Louis XIV avait compris que le pouvoir a besoin de se mettre en scène, sans quoi il finit par se dissoudre
J’en arrive à son dernier livre, Le roi et l’arlequin (2024, Artège), consacré à la relation entre Louis XIV et Molière. On connaît leur admiration mutuelle. Dandrieu nous raconte leur amitié, et la convergence de leurs visions. Louis XIV avait compris que le pouvoir, par définition, a besoin de se théâtraliser, de se mettre en scène, sans quoi il devient invisible et finit par se dissoudre. L’attention planétaire accordée à l’inauguration de la seconde présidence de Donald Trump suffira à nous en convaincre. Inversement, la froideur et la sécheresse du pouvoir européiste, son manque de chair, de substance, qui lui sont inaccessibles, d’ailleurs, contribuent au mépris qu’il inspire.
Molière, protégé par Louis XIV, s’adonne de son côté à un théâtre qui est l’autre nom d’une critique sociale. Il nous parle encore des siècles plus tard. Une partie de l’esprit français, du génie français, de l’identité française, s’est probablement fixée à ce moment. On y verra la prise d’un pli.

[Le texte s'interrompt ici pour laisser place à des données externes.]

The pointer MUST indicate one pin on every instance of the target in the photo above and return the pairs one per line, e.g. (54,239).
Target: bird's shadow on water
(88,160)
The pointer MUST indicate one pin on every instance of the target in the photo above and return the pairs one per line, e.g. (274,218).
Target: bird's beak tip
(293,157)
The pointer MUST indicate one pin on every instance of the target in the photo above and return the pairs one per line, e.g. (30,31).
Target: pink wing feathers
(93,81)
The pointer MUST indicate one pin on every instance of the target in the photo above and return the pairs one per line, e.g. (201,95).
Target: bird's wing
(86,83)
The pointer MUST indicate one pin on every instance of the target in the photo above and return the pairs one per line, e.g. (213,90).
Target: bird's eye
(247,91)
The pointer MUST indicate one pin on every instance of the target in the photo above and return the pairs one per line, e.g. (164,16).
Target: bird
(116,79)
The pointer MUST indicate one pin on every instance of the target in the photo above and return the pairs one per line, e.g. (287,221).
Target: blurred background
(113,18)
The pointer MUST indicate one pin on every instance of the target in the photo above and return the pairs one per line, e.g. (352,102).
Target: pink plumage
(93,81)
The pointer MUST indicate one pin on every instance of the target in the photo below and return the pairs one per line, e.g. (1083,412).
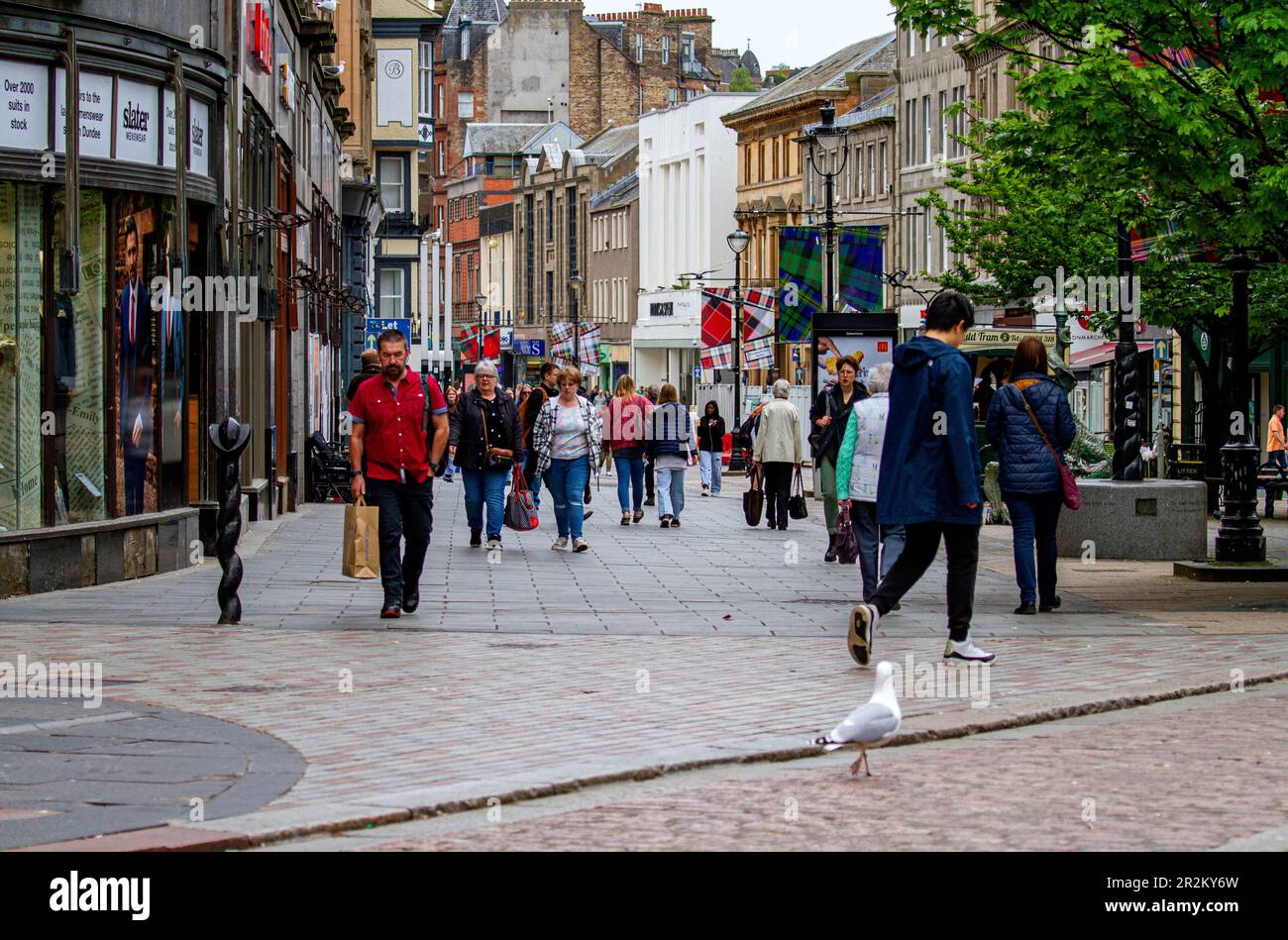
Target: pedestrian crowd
(896,455)
(502,439)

Je cite Dandrieu : « Molière, c’est le moment où l’esprit français, sans basculer dans la sécheresse du cartésianisme, montre qu’il est capable de résister aux excès de toute sorte, de brider les furies des passions. » Le théâtre de Molière rappelle au souverain « la modestie des imperfections humaines ». L’ironie, le rire, évitent à l’homme l’ivresse d’une grandeur le poussant à se prendre pour Dieu.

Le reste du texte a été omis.